REVIEW: Napoleon's Pyramids

Title: Napoleon's Pyramids
Author: William Dietrich
ISBN: 9780060848330
Protagonist: Ethan Gage
Setting: Paris, France and Egypt in 1798
Series: #1
Rating: D

First Line: It was luck at cards that started the trouble, and enlistment in mad invasion that seemed the way out of it.

Once apprenticed to Benjamin Franklin, American Ethan Gage finds himself at loose ends in Paris, occasionally paying his rent from his winnings at cards. It's a card game that's his undoing. Winning an old, curious-looking Egyptian medallion in a game, Gage suddenly finds himself hip-deep in trouble.
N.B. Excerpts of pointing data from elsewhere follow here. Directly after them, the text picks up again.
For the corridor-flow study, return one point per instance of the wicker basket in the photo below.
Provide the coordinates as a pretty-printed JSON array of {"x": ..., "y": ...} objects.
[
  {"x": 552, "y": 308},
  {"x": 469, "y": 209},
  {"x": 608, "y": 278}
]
The police think he's the likely suspect in a murder, and Gage manages to escape their clutches by joining Napoleon's Egyptian campaign. Is Gage going to be able to live long enough to find out what the medallion means?
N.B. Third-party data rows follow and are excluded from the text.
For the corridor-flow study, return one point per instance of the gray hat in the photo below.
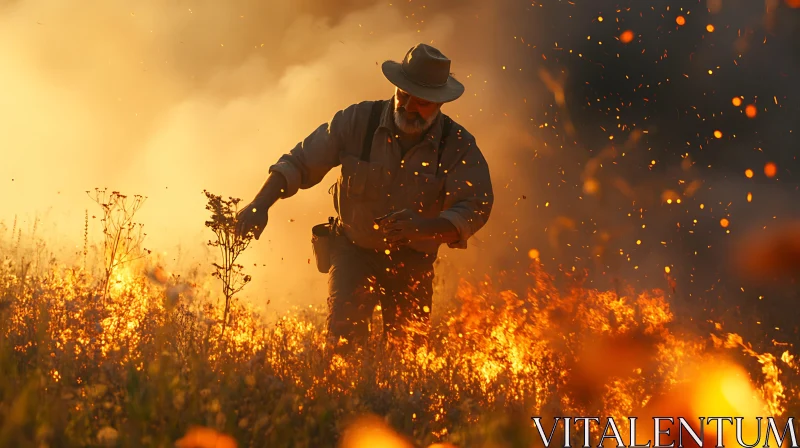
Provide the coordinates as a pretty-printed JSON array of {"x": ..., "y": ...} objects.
[{"x": 424, "y": 73}]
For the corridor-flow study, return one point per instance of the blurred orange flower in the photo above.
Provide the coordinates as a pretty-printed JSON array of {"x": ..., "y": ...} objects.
[{"x": 201, "y": 437}]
I like Egyptology, I like games of chance, I like puzzles, and I like reading about Nelson blowing the French out of the water in the Battle of the Nile. Although all these things are in Napoleon's Pyramids, I didn't like the book. It took me forever to read the thing. For a thriller, I found it very cumbersome and slow going. Even though an editor's heavy hand with a red pencil would have tightened things up and made it move faster, I still would have had problems with it. Lots of historical detail with twentieth-century dialogue. Repetitive sentence structure. A romantic angle that just didn't work. The entire book felt like it wanted to be a screenplay for a film that's a cross between Indiana Jones, The Mummy and National Treasure.

I think I would've preferred watching the movies.